His voice, even, was… ordinary. Mortal. Human. With perfectly human inflections.

“A more advanced model?” Xander said, unable to help himself, confronted with an embodiment of all the stories he had ever devoured.

“A different generation,” Boss said.

Boss, standing there so improbably in the hallway of the hotel room, was the very incarnation of every geek dream that Xander had ever had; his eyes were shining, and his expression was rather like that of a five–year–old on Christmas morning. “Zathras
knew
that you would come,” Xander breathed, lost in delight.

Andie Mae gave him another exasperated glare. And then stepped forward towards Boss, squaring her shoulders, taking command. “Who are you and why are you here and what do you want with my convention?”

“We… came to ask for your help,” Boss said.

“You… for
our
help…? What could we possibly…?” Andie Mae was struggling to find the words.

“Let me explain,” Boss said. “We… are of a culture that is extremely old. Generations of us have been brought into existence, each generation crafting its replacement – it is
their
kind that made mine.” He indicated the other three silver–skinned creatures with an economical gesture of his hand, so purely human that Xander found himself wondering if they were being had after all and if this was all some elaborate practical joke. Perhaps something that Sam Dutton, the ousted con Chair, had cooked up, trying to sabotage Andie Mae’s convention.

But Boss was still talking, and Xander forced himself to pay attention – if nothing else it
had
to be a good story, and if any unmasking had to be done it could be accomplished later. “It is logical to assume that if we made and remade ourselves according to existing plans and parameters – which we improved on when we could, but still, the basic design remains the same – that there must have been a First of us. Somewhere. In the distant past of our race. And there were some of us… who wondered about that, and wanted to find out who we were, and who had created that First, and in whose image we were made, and how we came to be.”

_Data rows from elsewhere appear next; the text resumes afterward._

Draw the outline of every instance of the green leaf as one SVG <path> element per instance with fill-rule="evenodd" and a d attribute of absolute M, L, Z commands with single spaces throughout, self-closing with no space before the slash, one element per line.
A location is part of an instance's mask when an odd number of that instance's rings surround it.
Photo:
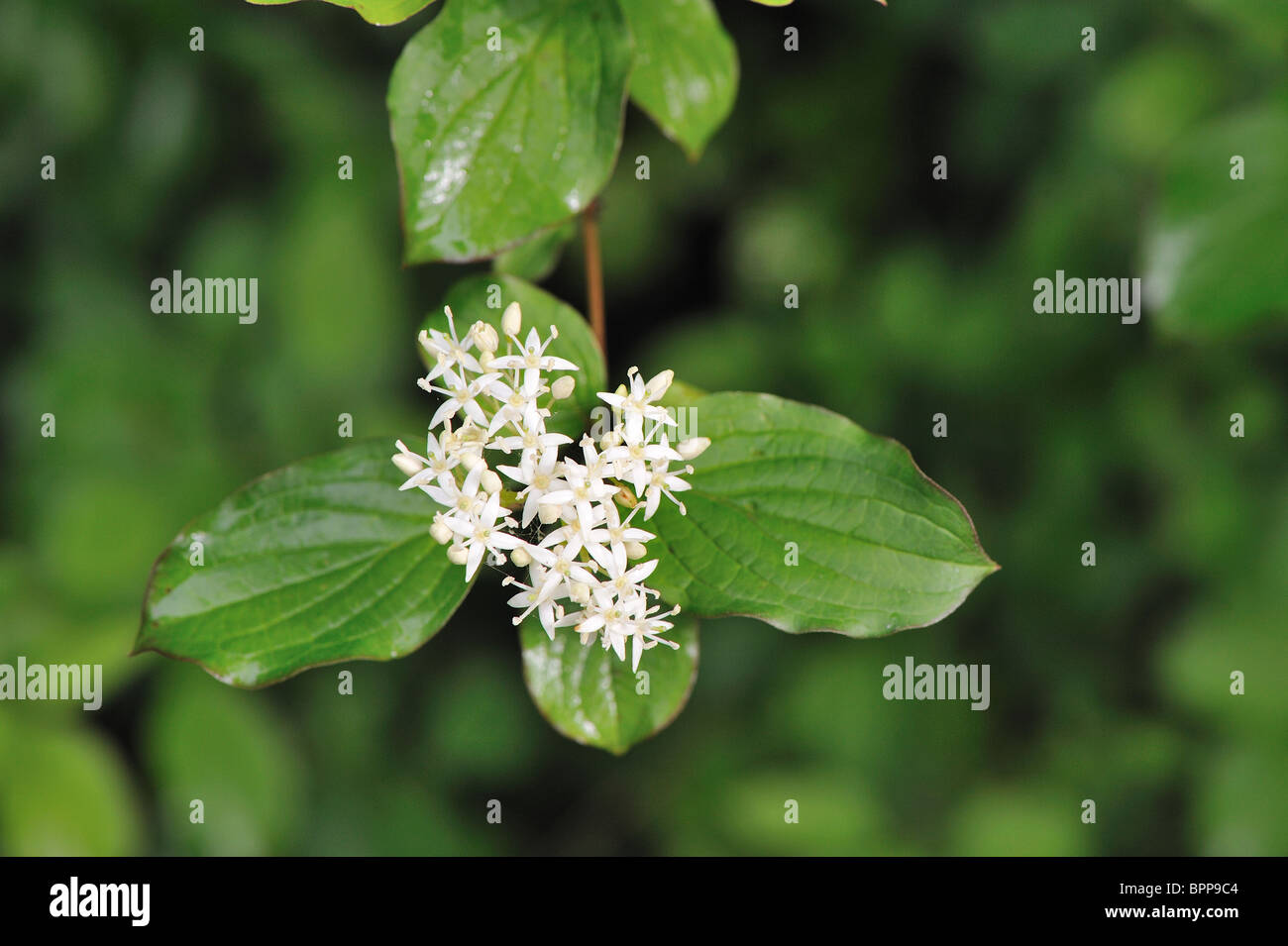
<path fill-rule="evenodd" d="M 621 756 L 636 743 L 666 728 L 684 709 L 698 677 L 698 624 L 683 615 L 667 635 L 679 650 L 658 645 L 644 651 L 640 673 L 631 672 L 598 641 L 589 646 L 569 628 L 551 641 L 541 623 L 528 618 L 519 628 L 523 677 L 537 709 L 574 743 Z"/>
<path fill-rule="evenodd" d="M 1244 160 L 1231 180 L 1230 160 Z M 1145 241 L 1145 301 L 1168 332 L 1221 337 L 1288 314 L 1288 111 L 1188 135 Z"/>
<path fill-rule="evenodd" d="M 635 39 L 631 98 L 696 160 L 733 109 L 733 40 L 711 0 L 618 1 Z"/>
<path fill-rule="evenodd" d="M 492 269 L 528 282 L 541 282 L 559 265 L 564 246 L 576 233 L 577 227 L 572 220 L 542 230 L 526 243 L 497 256 L 492 261 Z"/>
<path fill-rule="evenodd" d="M 688 516 L 663 499 L 644 528 L 650 583 L 697 617 L 877 637 L 944 618 L 997 569 L 904 447 L 840 414 L 725 393 L 683 420 L 711 439 L 677 494 Z"/>
<path fill-rule="evenodd" d="M 389 82 L 407 263 L 495 256 L 586 207 L 617 160 L 630 58 L 616 3 L 447 4 Z"/>
<path fill-rule="evenodd" d="M 433 637 L 469 586 L 429 535 L 439 507 L 398 490 L 394 452 L 372 441 L 294 463 L 191 523 L 152 569 L 135 653 L 255 687 Z"/>
<path fill-rule="evenodd" d="M 246 1 L 256 6 L 281 6 L 296 3 L 296 0 Z M 375 26 L 390 26 L 392 23 L 402 23 L 408 17 L 415 17 L 434 0 L 326 0 L 326 3 L 357 10 L 365 21 Z"/>
<path fill-rule="evenodd" d="M 498 287 L 500 291 L 493 291 L 493 287 Z M 497 306 L 488 305 L 489 301 L 496 301 Z M 545 339 L 550 333 L 551 326 L 558 328 L 559 337 L 550 344 L 546 351 L 567 358 L 578 367 L 578 371 L 569 372 L 577 380 L 577 386 L 568 400 L 554 403 L 546 427 L 573 439 L 577 439 L 586 430 L 590 425 L 591 411 L 604 403 L 596 395 L 605 390 L 608 373 L 599 342 L 595 341 L 586 319 L 532 283 L 513 275 L 492 273 L 482 273 L 456 283 L 448 291 L 444 302 L 452 310 L 457 333 L 466 332 L 474 322 L 483 320 L 493 326 L 500 335 L 501 315 L 510 302 L 518 302 L 519 308 L 523 309 L 520 337 L 527 337 L 528 329 L 536 328 Z M 430 314 L 425 319 L 424 328 L 447 331 L 447 315 L 442 311 Z M 505 336 L 501 339 L 500 351 L 505 353 Z M 425 355 L 424 349 L 421 349 L 421 355 Z M 559 377 L 560 373 L 555 372 L 553 377 Z"/>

“Please don’t tell me you’re some sort of celestial Jehovah’s Witnesses and you’re here to proselytize…” Dave growled.

“There is a deep divide in our society now,” Boss said, ignoring the interruption. “One faction is turning away from our origins completely and considers them utterly unimportant, and because we improved ourselves a little with every new iteration they are of the opinion that our way is forward, and not looking back. Another faction believes that we can understand what we are doing to ourselves only by looking back to the place where we began – at the kinds and the manner of improvements that we make to ourselves – the questions being asked are, what are we using to measure ourselves against? What are we working toward becoming? And why? And are we actually working to come full circle, and become our own creators? And so we – those of us holding that second view – began to delve into our origins and our roots and started looking for the earliest memories, the earliest records. Looking for the creators. Looking for… perhaps… you.”